Single-instance Storage

Single-instance storage is used to store identical items only once per storage handler. Single-instance storage is available for SQL-managed storages.

The system default is set to Auto for the complete storage system. This setting means that single-instance storage is enabled for items with the storage file type Native files in writable storages. The storage of these items often takes a lot of disk space, especially in Axcelerate Ingestion, where usually a lot of duplicates exist.

You can remove the Auto setting for individual storage handlers.

Besides for native files, single instance storage may also be useful for:

storage file type Production exports

Single instance storage does not make sense for:

storage file type Image files
storage file type Document view files
storage file type Redaction files
storage file type Production files

You can enable single-instance storage even after ingestion or publishing. The system then ignores items that were stored before single-instance storage was enabled.

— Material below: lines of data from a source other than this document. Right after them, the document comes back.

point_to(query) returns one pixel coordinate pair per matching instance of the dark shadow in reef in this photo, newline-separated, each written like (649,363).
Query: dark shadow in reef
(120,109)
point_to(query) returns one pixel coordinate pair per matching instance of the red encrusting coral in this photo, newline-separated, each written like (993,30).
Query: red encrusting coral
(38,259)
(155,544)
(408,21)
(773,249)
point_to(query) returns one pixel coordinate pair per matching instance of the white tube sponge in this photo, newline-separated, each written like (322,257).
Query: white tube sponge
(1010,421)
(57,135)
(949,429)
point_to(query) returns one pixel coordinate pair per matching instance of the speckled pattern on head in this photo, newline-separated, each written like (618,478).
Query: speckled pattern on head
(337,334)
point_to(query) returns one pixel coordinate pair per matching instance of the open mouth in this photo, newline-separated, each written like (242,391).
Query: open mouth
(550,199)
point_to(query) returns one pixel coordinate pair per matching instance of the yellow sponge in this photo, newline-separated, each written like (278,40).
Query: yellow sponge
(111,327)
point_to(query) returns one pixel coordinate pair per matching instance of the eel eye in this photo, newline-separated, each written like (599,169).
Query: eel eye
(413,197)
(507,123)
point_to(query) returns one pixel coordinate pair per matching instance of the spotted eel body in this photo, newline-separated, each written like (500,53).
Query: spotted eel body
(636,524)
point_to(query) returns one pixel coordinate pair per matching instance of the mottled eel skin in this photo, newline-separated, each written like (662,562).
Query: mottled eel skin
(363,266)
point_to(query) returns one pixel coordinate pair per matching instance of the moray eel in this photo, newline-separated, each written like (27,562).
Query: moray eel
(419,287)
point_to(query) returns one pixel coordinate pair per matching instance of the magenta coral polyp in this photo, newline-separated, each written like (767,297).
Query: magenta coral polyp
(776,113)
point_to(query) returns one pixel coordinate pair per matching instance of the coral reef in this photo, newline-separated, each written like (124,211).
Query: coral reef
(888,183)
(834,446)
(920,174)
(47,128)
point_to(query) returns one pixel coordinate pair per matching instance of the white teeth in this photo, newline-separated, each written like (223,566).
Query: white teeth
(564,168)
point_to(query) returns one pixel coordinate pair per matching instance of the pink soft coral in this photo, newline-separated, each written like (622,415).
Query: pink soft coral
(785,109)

How does single-instance storage work?

For identifying duplicate items, the system uses a SHA-2 hash sum that is calculated from the binary data. The storage handler only stores the first of the duplicate items. This item is referenced in the metadata of all documents that use one of the duplicates.

The reference numbers for duplicates are stored in the database, too. Whenever a document in a project is deleted, or replaced in a way that the hash sum changes, the number of duplicates is reduced. The actual item is only removed from the storage if there is no document with a reference to this item anymore.

Note: Do not confound single-instance storage with document de-duplication or duplicate detection during publishing. You can use single-instance storage and, at the same time, publish duplicates.